Фронт еще до нас не добрался, застрял где-то под Ишунью. Но приближение его мы начинали чувствовать. Во двор наш привезли две большие автомашины бревен, затем доставили доски. И весь двор три дня отрывал щель, зигзагообразный окоп, накрытый бревнами, стены обшивались досками, поскольку грунт легко осыпался. Да, и не глубокой она вышла, слишком были близки подпочвенные воды. Щель заняла все свободное место двора, здорово мешала, но никто не роптал, хотя в эффективность ее защиты не верили. Знали, так надо! А, потом, привыкли к исполнительской дисциплине. Затем домохозяек и пареньков допризывного возраста послали под Багерово рыть противотанковый ров. Оба эти сооружения были использованы. Щель с двумя выходами выполнила свое предназначение – спасла жизни жителем двора, когда рушились их квартиры. А вот противотанковый ров своей роли не выполнил, немцы обошли его и использовали как место массовых казней, готовую братскую могилу для многих тысяч людей. Телами расстрелянных они заполняли противотанковый ров, послойно засыпая трупы землей. Все это будет позднее. А пока магазины работали, все продукты в них были, за исключением спиртного и табака.

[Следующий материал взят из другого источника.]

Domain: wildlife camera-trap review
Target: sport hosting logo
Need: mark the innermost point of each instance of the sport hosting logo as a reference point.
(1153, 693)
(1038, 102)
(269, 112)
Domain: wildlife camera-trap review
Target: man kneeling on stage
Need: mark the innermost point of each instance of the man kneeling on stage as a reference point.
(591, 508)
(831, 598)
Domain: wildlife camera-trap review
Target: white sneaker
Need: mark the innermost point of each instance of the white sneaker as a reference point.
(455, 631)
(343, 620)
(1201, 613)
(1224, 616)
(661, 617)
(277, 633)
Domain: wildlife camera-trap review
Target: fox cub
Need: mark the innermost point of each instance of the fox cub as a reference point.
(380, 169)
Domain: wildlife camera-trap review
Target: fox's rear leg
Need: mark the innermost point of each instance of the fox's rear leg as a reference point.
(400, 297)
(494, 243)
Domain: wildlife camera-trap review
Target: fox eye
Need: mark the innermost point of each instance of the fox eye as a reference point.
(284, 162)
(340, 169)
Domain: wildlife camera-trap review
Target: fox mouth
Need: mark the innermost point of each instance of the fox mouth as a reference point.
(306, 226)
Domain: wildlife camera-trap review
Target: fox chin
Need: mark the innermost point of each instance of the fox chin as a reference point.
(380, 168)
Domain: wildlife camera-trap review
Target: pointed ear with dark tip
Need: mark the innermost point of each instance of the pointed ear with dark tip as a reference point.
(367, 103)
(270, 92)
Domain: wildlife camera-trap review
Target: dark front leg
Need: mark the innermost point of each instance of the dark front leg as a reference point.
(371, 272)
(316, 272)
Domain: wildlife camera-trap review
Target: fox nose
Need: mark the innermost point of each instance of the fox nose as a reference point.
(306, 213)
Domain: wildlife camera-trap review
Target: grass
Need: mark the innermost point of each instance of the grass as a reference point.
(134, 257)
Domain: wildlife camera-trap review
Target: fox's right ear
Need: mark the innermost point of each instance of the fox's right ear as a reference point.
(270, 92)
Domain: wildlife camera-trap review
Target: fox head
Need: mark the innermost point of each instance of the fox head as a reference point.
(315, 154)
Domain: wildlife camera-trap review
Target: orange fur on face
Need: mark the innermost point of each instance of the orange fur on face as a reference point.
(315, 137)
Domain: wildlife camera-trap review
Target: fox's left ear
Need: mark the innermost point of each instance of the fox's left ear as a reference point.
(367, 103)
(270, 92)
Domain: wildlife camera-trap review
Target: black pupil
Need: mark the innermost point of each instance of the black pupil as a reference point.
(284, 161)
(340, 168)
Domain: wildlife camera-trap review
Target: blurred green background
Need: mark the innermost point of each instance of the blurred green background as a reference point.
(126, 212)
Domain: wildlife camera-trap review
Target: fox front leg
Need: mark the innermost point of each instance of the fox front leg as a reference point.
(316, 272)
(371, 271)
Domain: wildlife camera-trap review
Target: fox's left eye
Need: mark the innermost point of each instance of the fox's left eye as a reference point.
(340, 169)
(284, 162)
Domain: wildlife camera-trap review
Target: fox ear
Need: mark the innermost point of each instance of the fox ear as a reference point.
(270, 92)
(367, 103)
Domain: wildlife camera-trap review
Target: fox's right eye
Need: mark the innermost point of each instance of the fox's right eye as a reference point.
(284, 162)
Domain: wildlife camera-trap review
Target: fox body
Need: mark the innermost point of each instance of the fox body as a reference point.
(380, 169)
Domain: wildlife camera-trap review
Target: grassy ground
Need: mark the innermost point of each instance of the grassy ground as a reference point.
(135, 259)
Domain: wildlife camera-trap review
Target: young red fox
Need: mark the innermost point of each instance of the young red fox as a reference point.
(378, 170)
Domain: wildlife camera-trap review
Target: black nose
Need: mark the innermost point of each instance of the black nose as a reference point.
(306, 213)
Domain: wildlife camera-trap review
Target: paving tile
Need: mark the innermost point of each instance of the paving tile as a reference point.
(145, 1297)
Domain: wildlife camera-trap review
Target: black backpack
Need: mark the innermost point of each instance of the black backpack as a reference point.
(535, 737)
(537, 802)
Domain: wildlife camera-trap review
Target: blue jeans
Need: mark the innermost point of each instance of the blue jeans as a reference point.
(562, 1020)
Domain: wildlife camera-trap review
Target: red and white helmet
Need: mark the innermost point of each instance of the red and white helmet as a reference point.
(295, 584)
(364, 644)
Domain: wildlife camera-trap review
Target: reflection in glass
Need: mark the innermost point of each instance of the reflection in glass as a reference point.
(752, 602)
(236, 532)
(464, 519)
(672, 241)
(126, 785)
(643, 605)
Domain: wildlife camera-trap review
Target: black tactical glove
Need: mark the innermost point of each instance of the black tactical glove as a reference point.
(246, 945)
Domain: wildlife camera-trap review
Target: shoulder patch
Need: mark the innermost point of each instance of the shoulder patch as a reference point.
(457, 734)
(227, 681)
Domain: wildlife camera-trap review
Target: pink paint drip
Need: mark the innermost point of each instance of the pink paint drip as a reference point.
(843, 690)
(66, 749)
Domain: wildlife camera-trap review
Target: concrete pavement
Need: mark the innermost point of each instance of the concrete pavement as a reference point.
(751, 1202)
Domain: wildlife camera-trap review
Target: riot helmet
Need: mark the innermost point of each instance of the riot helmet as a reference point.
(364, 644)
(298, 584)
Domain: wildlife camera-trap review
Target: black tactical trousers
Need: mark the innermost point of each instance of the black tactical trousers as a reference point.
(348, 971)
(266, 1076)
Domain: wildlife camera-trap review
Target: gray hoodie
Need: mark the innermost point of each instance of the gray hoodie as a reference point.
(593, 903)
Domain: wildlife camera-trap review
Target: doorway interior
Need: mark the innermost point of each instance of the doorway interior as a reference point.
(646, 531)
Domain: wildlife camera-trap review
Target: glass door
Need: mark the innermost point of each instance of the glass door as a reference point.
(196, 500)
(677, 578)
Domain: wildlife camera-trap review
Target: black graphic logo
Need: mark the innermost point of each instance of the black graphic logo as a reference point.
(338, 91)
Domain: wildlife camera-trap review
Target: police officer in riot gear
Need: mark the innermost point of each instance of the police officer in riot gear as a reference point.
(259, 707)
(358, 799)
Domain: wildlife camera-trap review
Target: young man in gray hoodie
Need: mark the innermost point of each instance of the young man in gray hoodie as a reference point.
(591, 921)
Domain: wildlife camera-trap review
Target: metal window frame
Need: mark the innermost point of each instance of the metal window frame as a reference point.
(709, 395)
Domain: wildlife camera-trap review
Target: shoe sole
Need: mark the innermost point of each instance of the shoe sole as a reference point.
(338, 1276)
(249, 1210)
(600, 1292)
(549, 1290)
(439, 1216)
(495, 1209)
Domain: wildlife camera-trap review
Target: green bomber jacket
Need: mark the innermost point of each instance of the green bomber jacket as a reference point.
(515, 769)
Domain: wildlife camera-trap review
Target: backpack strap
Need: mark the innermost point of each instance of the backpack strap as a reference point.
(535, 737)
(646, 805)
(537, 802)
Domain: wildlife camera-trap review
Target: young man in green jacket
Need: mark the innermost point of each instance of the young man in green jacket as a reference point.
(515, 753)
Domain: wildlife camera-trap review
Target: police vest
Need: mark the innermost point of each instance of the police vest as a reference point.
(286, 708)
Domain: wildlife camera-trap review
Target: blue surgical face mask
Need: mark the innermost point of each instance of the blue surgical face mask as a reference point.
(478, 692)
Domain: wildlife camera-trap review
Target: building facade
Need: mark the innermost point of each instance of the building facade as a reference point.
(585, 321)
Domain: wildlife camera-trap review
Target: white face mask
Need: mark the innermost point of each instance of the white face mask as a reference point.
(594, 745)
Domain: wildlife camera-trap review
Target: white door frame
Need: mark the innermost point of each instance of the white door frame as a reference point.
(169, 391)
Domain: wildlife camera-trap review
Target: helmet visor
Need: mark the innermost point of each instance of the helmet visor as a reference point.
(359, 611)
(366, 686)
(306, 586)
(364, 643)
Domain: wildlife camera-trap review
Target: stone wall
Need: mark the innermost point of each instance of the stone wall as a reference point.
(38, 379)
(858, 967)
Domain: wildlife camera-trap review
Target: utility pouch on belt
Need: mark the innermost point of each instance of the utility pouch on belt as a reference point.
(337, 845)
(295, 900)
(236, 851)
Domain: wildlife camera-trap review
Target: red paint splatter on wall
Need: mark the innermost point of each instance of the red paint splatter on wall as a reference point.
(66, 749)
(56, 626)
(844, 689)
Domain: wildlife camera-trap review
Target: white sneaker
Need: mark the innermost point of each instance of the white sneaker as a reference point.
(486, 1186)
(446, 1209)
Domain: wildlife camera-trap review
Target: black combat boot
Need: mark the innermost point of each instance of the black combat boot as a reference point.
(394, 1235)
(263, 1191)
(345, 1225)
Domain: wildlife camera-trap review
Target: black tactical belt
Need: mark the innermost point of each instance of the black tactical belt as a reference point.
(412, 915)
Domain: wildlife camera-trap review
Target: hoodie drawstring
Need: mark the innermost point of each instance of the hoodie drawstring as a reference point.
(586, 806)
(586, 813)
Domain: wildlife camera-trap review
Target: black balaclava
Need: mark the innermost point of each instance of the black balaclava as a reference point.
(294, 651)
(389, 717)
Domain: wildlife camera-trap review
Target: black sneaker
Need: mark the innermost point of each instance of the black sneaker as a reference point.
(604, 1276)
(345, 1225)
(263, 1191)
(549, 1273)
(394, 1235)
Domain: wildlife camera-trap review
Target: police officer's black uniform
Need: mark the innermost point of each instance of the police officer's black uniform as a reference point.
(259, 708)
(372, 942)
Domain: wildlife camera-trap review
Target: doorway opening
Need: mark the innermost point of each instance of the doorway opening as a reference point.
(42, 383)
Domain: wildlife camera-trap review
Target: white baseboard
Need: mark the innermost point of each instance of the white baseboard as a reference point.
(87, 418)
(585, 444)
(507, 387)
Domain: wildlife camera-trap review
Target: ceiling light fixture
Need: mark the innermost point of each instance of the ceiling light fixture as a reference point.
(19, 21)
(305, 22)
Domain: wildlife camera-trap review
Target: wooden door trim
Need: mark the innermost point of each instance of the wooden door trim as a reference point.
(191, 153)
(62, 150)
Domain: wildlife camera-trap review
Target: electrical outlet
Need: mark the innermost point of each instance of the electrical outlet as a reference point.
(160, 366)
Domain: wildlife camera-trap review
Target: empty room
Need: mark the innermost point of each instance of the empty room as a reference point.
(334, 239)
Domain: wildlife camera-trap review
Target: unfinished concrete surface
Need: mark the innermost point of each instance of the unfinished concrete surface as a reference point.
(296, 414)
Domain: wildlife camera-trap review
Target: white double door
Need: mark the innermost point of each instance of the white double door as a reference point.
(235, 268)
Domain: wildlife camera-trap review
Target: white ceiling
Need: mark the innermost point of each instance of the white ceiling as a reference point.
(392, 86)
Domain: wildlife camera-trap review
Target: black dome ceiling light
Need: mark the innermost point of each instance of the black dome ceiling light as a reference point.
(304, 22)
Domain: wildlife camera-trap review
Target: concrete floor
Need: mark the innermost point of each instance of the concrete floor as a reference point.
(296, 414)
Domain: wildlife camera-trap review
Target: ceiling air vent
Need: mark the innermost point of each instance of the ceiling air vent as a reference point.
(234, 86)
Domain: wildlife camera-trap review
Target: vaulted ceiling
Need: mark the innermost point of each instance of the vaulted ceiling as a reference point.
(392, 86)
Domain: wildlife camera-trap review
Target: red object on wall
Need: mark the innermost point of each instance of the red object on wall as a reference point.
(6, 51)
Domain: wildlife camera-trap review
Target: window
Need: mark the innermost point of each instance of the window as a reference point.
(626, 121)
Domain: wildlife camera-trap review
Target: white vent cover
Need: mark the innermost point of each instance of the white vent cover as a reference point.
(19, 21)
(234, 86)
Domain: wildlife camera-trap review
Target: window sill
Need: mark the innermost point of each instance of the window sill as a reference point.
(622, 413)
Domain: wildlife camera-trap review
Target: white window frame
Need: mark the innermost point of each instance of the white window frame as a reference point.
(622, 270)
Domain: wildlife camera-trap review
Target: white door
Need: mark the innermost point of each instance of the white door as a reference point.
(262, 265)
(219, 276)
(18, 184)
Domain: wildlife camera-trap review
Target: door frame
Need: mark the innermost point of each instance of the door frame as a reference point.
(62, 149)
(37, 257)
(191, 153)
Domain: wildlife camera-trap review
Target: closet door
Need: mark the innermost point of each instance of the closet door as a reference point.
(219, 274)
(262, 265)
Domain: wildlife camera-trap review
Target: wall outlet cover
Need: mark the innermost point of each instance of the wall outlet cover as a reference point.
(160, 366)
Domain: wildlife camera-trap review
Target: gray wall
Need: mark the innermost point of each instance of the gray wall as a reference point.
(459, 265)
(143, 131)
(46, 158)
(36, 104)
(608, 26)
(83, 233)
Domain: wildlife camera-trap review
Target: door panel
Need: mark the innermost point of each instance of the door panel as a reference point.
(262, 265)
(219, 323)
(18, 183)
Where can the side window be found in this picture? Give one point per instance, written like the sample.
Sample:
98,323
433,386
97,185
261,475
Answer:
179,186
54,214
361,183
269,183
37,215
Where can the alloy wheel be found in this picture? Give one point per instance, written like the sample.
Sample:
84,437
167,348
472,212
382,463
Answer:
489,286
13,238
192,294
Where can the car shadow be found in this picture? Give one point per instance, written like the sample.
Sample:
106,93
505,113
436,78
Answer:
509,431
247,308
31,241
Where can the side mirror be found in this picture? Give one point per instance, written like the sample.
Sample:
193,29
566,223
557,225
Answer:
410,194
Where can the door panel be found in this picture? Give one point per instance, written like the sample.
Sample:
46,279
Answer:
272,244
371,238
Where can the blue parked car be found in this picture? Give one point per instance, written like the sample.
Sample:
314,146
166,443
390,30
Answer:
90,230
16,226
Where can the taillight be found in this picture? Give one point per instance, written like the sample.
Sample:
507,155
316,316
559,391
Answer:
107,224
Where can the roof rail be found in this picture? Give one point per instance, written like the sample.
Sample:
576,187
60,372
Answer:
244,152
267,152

Самолеты в небе над Керчью в довоенное время появлялись редко. Что-то мешало им летать над нашими головами. Появление их всегда вызывало редкостный по накалу напряжения интерес. Люди бросали работу, выходили наружу, и долго, приложив к голове ладонь руки в виде козырька от солнца, взирали на небеса. Некоторые сокрушенно покручивали головами, иные пытались комментировать пируэты пилота. Летчики были кастой избранных. Они первыми в мирное время становились Героями Советского Союза. Они на кинолентах подтянуты, стройны, внешне мужественны, в безукоризненно подогнанной и отглаженной военной форме. Даже фильм о советском чудо-ассе Чкалове не избежал налета романтики, в нем были элементы авиационной акробатики, перелет в Северную Америку, обледенение самолета, недостаток кислорода во вдыхаемом воздухе и многое другое, вполне героическое для нас, живущих на земле. Сам внешний вид пилота должен был рождать особое уважение к этой мужественной профессии. В военных фильмах, которые мы тогда смотрели, авиацию показывали в ее грозной потенциальной силе, а не в действиях. Что мы знали о бомбардировках с воздуха? Ничего. И, естественно, никому еще ни тогда, ни сегодня, не удалось передать того ужаса и беспомощности, которое человек испытывает, ожидая смерти с воздуха! Куда бежать, где спрятаться? Опасности не видно, а в распоряжении только секунды, такие короткие, важные и такие дорогие... Осознание всего этого придет потом, в столкновении с реальностью. А пока в октябре появления фашистских самолетов в воздушных просторах над городом не насторожили нас. Летали самолеты высоко, отливая серебром в ярком голубом небе, под лучами солнца. Размерами они казались не более птиц. По ним открывали стрельбу из одиноких орудий, всегда безуспешную. Самолеты продолжали летать, не обращая внимания на обстрел. Фашисты пока не причиняли вреда городу. Чем дальше шло время, тем чаще наведывались непрошенные гости. Число полетов и продолжительность их возрастали. Это стало для нас обыденностью, мы к ним привыкли, как привыкают к назойливым мухам.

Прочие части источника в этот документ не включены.